Hanson clearly emerges as the film’s remarkably composed and well-spoken hero, as does, to a lesser extent, the clever president who stands by her. The villain, if he can be called that, is the morally indignant Runyon, whose own wife tries to convince him not to end his career personifying a second-rate Joe McCarthy. But “politics is war,” the congressman says, and casualties are inevitable. Releasing photographs to an Internet source is just the first step in his campaign to systematically destroy Hanson, what he honestly believes is in the best interests of the country.

The film taps into public cynicism about the darkest underbelly of politics. It also portrays politics quite accurately, unfortunately, as a man’s game. The sexism, both subtle and overt, is clearly portrayed in the film—from a governor referring to a staffer as “my girl,” to the powerful Runyon badgering Hanson on where her loyalties would lie if she got pregnant while in office, to the outright misogyny of a politico crying, “We have to obliterate the bitch in the belly.”

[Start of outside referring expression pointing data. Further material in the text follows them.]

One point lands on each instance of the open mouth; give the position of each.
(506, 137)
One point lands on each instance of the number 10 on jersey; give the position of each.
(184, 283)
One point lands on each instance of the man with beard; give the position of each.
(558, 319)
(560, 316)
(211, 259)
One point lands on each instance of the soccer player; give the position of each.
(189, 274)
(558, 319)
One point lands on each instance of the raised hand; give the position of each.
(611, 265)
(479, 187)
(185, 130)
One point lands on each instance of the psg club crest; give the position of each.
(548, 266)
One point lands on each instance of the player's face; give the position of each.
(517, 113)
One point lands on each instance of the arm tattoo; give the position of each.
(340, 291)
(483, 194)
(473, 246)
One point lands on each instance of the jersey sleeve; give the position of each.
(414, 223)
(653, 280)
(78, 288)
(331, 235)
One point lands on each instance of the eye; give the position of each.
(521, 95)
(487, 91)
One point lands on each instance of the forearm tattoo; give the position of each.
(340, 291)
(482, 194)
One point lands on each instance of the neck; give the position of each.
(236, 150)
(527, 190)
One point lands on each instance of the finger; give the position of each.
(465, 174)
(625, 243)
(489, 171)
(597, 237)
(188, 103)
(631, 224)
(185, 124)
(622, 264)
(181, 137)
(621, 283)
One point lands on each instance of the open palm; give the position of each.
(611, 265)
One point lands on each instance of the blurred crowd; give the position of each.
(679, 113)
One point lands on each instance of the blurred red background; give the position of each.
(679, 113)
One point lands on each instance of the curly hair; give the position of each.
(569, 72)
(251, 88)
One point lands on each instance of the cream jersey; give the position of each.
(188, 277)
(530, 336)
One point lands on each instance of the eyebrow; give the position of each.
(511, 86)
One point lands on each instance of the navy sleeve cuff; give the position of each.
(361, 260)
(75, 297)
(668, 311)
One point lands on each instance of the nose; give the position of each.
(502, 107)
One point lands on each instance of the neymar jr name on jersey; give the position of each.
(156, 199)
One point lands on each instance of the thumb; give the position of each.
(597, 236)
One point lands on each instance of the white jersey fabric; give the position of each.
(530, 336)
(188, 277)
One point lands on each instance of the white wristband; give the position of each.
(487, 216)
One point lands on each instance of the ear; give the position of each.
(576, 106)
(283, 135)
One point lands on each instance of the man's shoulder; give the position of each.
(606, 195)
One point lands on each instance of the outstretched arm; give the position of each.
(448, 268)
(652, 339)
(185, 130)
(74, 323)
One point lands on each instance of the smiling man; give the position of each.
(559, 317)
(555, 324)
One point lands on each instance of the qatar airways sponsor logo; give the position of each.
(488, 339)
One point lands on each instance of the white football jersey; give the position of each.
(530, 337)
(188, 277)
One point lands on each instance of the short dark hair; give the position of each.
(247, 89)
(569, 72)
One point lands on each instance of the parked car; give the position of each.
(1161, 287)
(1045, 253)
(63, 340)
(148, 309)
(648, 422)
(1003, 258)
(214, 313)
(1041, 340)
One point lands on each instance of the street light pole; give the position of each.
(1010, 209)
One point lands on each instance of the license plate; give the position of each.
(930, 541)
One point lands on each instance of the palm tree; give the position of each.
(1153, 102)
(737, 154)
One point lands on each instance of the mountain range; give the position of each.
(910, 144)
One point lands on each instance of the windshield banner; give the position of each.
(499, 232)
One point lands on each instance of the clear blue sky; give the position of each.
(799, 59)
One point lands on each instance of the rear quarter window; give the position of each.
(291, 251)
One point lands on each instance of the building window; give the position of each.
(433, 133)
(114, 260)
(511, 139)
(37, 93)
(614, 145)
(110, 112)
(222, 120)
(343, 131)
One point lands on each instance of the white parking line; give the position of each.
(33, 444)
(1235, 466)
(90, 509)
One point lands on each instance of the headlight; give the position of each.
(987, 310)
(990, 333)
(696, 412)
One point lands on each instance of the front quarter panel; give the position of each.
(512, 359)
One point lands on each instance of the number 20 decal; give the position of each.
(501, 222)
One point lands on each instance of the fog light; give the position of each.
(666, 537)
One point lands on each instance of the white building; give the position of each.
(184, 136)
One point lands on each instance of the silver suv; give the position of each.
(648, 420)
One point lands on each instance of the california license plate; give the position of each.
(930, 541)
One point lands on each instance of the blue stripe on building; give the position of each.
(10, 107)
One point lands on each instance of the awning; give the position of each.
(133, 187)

Without giving away too much, it’s important to note that even an enlightened Hollywood knows the public isn’t ready to accept a woman’s sexual indiscretions. A twist in the plot neatly takes care of that untidiness. Laine Hanson stands by her principles even when inconvenient; Hollywood simply finds of way of making them convenient.

The Contender is an intelligent and gripping film that takes a compelling stand on true moral issues. It also debuts as a new sort of fairytale, a hopeful fantasy for an audience fed up with character assassination and the exploitation of politicians’ personal lives. A president exhibiting true moral leadership by chastising Congress for hateful, petty behavior, and a vice presidential nominee courageously standing by her principles, political fallout be damned, remains a fantasy despite our best hopes. But isn’t that what movies are all about? Seeing our fantasies and dreams projected up on that screen larger than life. We can always hope for something better in our chapel of democracy.

The Contender (R) HHHH Directed by Rod Lurie. Starring Joan Allen, Gary Oldman and Jeff Bridges.